Private Capital Can Spur Emerging Economies’ Advance

May 03, 2016

The U.N.’s Sustainable Development Goals and meetings on climate change have helped the development community recognize the need for private-sector participation, Hua Jingdong, vice president and treasurer of the International Finance Corporation, said during the Global Conference panel “Widening Access to Capital in Developing Markets.”

“Last year was a pivotal year,” Hua said. “For the first time, the development community recognizes the importance of the private sector for expanding development finance.”

Noting that policymakers are too often preoccupied with the construction of physical infrastructure, Hua argued that economic development requires three types of infrastructure — physical, social and financial — to be self-sustaining. Financial infrastructure is especially necessary for countries to move beyond official development assistance.

Local financial-market development is crucial for mobilizing local savings for long-term investment. Local investors are often more patient than their foreign counterparts, and are able to take advantage of local knowledge. Further, they are better positioned than banks to make long-term investments. Rwanda, for example, is increasingly focused on the development of pension funds and insurers to enable families to better save for education, health, and retirement, and to then invest those savings more effectively.

“We were relying on the banking system,” said Claver Gatete, Rwanda’s Minister of Finance and Economic Planning. “And the banking system was relying on short-term deposits, which makes it difficult to lend long-term.”

Nonetheless, foreign capital is often needed to close the savings-investment gap, and local capital markets can enable businesses and governments to raise money from foreign investors without exposing themselves to currency risk. Foreign direct investment (FDI) is not always enough. “Many private-sector investors are not big enough to engage in FDI,” Gatete said. “But they have money — they invest it through fund managers. This money needs capital markets to be effective.” Even FDI and private equity investments need to be backed up by deep and liquid capital markets, said Afsaneh Beschloss, president and CEO of the Rock Creek Group.

Financial-market development can also help promote financial inclusion. Ermias Eshetu, CEO of the Ethiopia Commodity Exchange, described how Ethiopia, a largely agrarian economy, prioritized the development of the exchange, which has created an ecosystem in which more than 3 million farmers now participate. The exchange has not only enabled farmers to obtain better prices for their goods, but also allows them to use their warehoused goods as collateral for bank loans. The exchange is in the process of moving from open-outcry to electronic trading, which will its capacity for transactions. It will soon introduce futures and other derivatives and may one day even serve as a platform for stock and bond trading.

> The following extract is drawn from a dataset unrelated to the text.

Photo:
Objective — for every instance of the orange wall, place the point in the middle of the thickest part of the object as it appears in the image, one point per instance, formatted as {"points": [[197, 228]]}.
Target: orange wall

“Everyone focuses on the investment part,” said Beschloss. “But if the operational part — the trading part, the custody part — if these things don’t work smoothly, the whole thing crashes. So this is really key.”


Gatete emphasized the importance of regional integration to Rwanda’s plans. “In the case of the East Africa Community (EAC),” he said, “we are developing capital markets that not only serve the individual countries, but we are looking to link them together, so that trading and investment can be region-wide.” He noted the progress that the EAC has made in harmonizing the payments systems and the work that has been accomplished in linking together the various trading platforms; now they are looking forward to harmonizing regulations and corporate governance rules.

Panelists also noted the importance of new financial technologies, such as mobile banking, for catalyzing financial development. Many African countries have been able to leapfrog the U.S. and Europe in this regard. But while fintech will be important for the collection and disbursement of funds, most countries lack a comprehensive and coherent regulatory framework for the sector.

Finally, more needs to be done to direct manage for social impact. “Big investors are receiving funds from people who really do want their savings to have a positive social impact,” said Beschloss, but more is required “to make sure these funds are being channeled effectively toward those ends.”